Regular Expressions

Flashcard 9 of 10

Given the following sample text containing dates in "M/D/Y" format, how can we output the text including the day of the week like "Monday Aug 8".

The first battle was on 10/8/14, followed by additional skirmishes on 11/9/14 and 11/12/14.

We can use the gsub method on the string. gsub can be called with a regex and a block, with each match being yielded to the block where you can run arbitrary Ruby code on the match text to transform as needed.

require "date"

sample = <<-SAMPLE
The first battle was on 10/8/14,
followed by additional skirmishes
on 11/9/14 and 11/12/14.
SAMPLE

date_pattern = %r{\d+/\d+/\d+}

sample.gsub(date_pattern) do |date|
  Date.
    strptime(date, "%m/%d/%y").
    strftime("%A %b %-d")
end

The block first parses the date string, explicitly specifying the date format using strptime, then uses strftime to output the date in the preferred format.

This produces:

The first battle was on Wednesday Oct 8, followed by additional skirmishes on Sunday Nov 9 and Wednesday Nov 12.

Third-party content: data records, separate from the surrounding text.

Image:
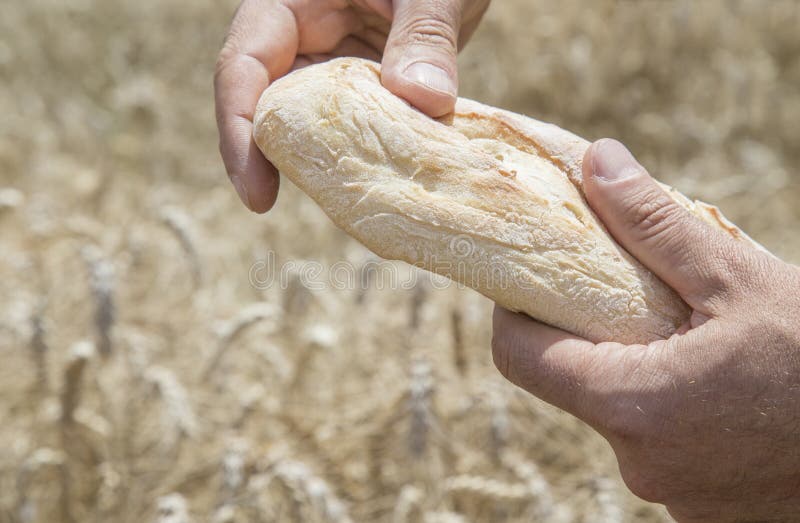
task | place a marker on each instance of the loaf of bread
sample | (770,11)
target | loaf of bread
(484,196)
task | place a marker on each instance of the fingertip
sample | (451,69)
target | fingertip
(255,180)
(261,181)
(427,87)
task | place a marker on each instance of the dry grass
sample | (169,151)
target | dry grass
(201,397)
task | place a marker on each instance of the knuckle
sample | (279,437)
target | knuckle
(643,485)
(431,31)
(500,354)
(655,217)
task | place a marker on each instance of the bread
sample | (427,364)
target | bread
(484,196)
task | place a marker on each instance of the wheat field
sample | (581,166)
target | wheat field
(153,371)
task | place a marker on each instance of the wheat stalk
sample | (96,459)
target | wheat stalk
(444,516)
(39,349)
(304,487)
(80,353)
(179,415)
(172,508)
(408,502)
(420,390)
(101,283)
(460,361)
(538,487)
(228,331)
(181,225)
(487,487)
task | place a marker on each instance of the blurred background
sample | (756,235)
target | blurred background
(149,373)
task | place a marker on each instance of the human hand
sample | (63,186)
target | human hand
(417,39)
(706,422)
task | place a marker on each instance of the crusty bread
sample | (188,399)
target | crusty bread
(487,197)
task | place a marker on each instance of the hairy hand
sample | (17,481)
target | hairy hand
(706,422)
(417,40)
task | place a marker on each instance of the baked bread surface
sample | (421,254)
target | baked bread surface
(484,196)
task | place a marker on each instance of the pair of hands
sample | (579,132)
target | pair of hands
(706,422)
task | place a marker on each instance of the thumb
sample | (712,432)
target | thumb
(419,62)
(695,260)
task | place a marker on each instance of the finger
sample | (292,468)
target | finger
(419,62)
(562,369)
(689,256)
(261,45)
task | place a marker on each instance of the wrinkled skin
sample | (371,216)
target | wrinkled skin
(269,38)
(706,422)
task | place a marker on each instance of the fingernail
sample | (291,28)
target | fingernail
(241,190)
(611,161)
(431,76)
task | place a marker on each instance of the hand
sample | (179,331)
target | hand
(706,422)
(418,40)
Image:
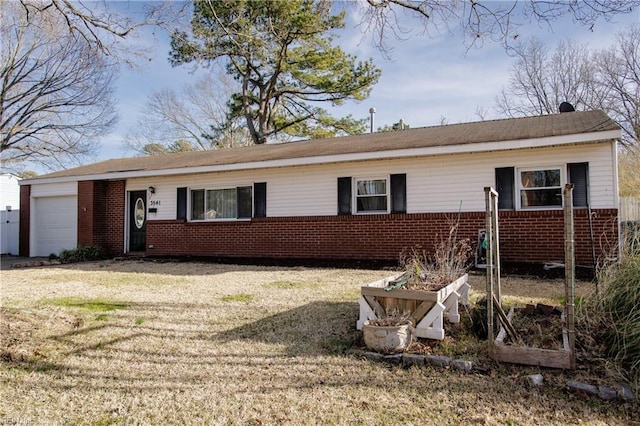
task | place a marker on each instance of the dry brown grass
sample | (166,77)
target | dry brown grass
(225,344)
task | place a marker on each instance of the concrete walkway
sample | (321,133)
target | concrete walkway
(7,261)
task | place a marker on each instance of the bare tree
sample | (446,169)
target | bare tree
(104,25)
(481,20)
(619,77)
(195,118)
(55,93)
(540,81)
(609,80)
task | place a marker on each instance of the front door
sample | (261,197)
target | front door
(137,220)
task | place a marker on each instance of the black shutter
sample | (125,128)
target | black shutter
(260,199)
(505,182)
(344,195)
(399,193)
(243,195)
(579,177)
(181,211)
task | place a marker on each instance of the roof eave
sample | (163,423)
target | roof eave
(581,138)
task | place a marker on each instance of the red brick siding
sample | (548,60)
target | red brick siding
(525,236)
(101,217)
(115,201)
(25,220)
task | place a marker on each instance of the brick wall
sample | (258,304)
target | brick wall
(524,236)
(25,220)
(101,217)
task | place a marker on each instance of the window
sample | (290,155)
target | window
(228,203)
(379,195)
(540,187)
(371,195)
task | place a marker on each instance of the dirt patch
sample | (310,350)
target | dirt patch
(189,346)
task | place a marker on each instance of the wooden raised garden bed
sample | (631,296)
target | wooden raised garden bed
(427,308)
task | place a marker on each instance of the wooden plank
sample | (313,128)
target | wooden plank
(375,306)
(506,320)
(366,313)
(431,326)
(532,356)
(434,296)
(421,311)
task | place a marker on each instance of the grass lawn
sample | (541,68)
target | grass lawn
(135,342)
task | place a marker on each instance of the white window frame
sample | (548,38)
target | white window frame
(222,219)
(354,200)
(519,187)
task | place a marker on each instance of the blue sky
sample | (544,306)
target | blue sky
(430,78)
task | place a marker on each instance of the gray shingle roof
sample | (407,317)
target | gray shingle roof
(454,134)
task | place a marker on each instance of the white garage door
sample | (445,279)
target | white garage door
(55,225)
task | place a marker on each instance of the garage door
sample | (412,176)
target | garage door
(55,225)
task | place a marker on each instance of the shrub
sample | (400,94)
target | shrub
(609,320)
(82,254)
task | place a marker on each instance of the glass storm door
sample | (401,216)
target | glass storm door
(137,220)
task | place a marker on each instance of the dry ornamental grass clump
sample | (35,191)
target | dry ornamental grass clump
(448,262)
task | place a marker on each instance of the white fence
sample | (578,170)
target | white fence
(9,231)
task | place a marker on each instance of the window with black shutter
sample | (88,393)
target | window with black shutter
(505,186)
(578,175)
(260,199)
(399,193)
(181,211)
(344,195)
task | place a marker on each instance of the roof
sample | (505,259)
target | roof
(464,136)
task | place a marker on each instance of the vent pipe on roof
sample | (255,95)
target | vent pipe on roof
(372,111)
(566,107)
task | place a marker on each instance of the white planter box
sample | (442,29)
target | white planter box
(427,308)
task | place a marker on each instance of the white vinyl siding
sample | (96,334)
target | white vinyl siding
(443,183)
(54,189)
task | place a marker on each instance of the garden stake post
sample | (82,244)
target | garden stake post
(569,270)
(494,300)
(488,236)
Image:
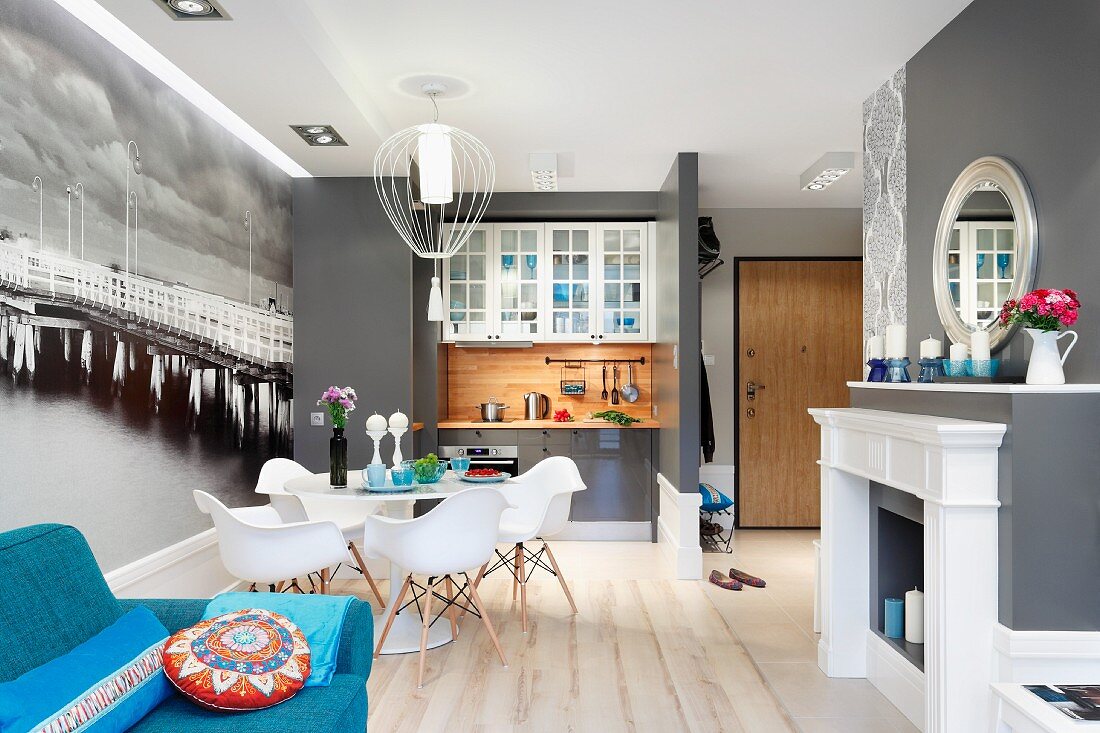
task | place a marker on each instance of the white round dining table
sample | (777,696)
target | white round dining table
(405,634)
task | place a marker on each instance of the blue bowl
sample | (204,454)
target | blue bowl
(985,367)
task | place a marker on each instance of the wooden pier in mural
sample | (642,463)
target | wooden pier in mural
(143,331)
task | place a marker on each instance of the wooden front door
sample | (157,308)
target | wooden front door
(800,337)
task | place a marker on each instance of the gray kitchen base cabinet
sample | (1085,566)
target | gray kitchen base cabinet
(615,465)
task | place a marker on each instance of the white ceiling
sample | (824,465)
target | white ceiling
(759,89)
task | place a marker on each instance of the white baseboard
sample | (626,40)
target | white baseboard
(1046,656)
(678,529)
(190,568)
(901,682)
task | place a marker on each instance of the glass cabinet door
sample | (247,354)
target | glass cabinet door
(466,286)
(571,276)
(623,281)
(518,267)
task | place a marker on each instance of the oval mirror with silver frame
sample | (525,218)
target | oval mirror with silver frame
(987,250)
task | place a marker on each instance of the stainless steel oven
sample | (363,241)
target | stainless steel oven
(503,458)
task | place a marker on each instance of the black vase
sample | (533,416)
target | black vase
(338,459)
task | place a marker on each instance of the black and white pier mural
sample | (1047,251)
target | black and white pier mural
(145,294)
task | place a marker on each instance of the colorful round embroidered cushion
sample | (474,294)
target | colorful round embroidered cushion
(241,660)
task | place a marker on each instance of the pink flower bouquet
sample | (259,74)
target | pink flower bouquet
(1042,309)
(339,402)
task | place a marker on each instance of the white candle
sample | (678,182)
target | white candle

Check out the Weekly Iteration episode on Regex, specifically the section on using gsub with regex and a block for a more detailed summary.

Note: If you want to get really fancy, you can use the ActiveSupport date.day.ordinalize method to get dates like 2nd and 4th. Check out our Weekly Iteration episode on ActiveSupport for more on ActiveSupport.